Re: [PATCH 3/3] ima: use fs method to read integrity data (updated patch description)

From: Linus Torvalds
Date: Sun Sep 17 2017 - 11:28:48 EST

On Sun, Sep 17, 2017 at 8:17 AM, Christoph Hellwig <hch@xxxxxxxxxxxxx> wrote:
> Only for direct I/O, and IMA and direct I/O don't work together.
> From ima_collect_measurement:
> if (file->f_flags & O_DIRECT) {
> audit_cause = "failed(directio)";
> result = -EACCES;
> goto out;
> }

That's not the issue.

The issue is that somebody else can come in - using direct IO - at the
same time as the first person is collecting measurements, and thus
race with the collector.

So now the measurements are not trustworthy any more.

> Well, that's exactly the point of the new ->integrity_read routine
> I proposed and prototype. The important thing is that it is called
> with i_rwsem held because code mugh higher in the chain already
> acquired it, but except for that it's entirely up to the file system.

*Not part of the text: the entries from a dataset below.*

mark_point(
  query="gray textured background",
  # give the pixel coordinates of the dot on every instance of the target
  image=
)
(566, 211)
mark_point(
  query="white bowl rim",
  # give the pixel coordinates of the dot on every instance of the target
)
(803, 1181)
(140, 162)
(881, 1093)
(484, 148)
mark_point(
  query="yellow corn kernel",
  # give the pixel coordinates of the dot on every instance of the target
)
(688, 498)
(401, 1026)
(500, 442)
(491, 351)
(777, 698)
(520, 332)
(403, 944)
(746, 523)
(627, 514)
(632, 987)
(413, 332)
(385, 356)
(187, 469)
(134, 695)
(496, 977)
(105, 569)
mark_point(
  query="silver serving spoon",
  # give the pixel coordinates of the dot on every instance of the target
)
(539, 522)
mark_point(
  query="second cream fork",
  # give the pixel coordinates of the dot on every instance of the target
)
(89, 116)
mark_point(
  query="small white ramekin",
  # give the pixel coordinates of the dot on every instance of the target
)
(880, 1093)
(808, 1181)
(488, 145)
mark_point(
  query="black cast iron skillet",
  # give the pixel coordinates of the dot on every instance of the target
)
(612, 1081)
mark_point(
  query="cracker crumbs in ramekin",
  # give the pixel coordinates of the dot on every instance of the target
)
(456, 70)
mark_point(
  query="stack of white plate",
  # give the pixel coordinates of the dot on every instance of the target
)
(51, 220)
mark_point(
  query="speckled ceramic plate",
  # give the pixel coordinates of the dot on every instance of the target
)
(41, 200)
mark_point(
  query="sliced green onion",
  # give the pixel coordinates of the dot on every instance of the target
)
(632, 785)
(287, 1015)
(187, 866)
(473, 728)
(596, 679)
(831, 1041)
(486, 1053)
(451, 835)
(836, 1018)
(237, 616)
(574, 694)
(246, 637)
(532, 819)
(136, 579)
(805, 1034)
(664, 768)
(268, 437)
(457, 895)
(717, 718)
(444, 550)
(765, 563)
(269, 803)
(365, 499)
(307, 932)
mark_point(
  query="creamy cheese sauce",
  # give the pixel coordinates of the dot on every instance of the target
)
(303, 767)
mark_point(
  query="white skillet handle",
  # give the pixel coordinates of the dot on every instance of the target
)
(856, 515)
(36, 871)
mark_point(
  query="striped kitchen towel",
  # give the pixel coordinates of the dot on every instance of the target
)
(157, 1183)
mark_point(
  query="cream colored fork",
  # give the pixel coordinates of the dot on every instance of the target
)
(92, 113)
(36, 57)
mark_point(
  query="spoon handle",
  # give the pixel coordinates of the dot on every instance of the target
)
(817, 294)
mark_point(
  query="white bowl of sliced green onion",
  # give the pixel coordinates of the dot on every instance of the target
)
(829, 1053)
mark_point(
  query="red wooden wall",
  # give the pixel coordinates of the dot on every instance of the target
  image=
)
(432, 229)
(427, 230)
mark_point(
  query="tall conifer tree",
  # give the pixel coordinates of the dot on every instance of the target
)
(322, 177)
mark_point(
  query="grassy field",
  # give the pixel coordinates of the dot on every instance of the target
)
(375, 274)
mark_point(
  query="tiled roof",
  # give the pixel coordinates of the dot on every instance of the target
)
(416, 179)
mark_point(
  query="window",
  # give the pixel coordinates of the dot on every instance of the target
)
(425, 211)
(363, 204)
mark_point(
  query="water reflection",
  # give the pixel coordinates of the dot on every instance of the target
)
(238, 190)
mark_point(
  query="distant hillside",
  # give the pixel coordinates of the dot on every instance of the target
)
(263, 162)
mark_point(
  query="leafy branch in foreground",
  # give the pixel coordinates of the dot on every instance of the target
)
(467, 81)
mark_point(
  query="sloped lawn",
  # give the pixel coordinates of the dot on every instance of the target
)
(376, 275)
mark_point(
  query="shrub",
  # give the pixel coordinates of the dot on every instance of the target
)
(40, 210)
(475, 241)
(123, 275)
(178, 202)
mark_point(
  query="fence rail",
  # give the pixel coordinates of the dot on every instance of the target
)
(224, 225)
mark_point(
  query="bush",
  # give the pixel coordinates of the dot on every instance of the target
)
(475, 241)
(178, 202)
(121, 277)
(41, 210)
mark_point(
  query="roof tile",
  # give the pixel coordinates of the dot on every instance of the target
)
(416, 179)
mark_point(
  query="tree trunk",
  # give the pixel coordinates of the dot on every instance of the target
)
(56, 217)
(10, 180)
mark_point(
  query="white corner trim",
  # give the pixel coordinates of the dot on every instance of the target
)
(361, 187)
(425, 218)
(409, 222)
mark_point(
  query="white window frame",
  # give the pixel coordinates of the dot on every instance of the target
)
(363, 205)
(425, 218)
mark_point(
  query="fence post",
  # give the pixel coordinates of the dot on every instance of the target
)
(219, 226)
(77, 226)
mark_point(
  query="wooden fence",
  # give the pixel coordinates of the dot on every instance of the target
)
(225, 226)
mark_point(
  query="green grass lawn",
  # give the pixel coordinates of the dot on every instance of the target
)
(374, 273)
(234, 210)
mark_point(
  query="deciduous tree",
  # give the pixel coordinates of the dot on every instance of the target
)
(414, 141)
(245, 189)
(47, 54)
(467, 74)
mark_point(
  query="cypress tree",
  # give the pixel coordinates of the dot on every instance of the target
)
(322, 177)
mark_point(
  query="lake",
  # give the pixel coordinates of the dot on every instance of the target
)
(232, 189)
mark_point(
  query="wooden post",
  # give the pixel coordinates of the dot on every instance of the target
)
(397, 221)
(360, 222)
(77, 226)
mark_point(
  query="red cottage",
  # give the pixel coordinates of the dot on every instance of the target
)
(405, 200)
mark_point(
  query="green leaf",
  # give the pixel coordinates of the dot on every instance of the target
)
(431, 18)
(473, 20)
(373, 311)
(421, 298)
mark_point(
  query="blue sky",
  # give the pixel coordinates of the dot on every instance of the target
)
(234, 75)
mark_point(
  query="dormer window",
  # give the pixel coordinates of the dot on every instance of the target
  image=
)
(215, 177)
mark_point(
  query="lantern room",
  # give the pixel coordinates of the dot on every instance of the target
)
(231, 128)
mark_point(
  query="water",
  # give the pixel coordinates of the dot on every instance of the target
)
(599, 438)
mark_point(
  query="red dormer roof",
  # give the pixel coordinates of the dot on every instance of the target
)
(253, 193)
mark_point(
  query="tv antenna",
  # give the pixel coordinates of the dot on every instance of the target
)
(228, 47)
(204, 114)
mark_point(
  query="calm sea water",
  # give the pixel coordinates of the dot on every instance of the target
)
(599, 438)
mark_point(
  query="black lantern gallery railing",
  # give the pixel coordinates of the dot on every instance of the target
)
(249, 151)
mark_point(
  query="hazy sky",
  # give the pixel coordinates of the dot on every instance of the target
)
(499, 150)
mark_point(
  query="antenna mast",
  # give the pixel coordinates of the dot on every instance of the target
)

.. and *my* point is that it's the wrong lock for actually checking
integrity (it doesn't actually guarantee exclusion, even though in
practice it's almost always the case), and so we're adding a nasty
callback that in 99% of all cases is the same as the normal read, and
we *could* have just added it with a RWF flag instead.

Is there some reason why integrity has to use that particular lock
that is so inconvenient for the filesystems it wants to check?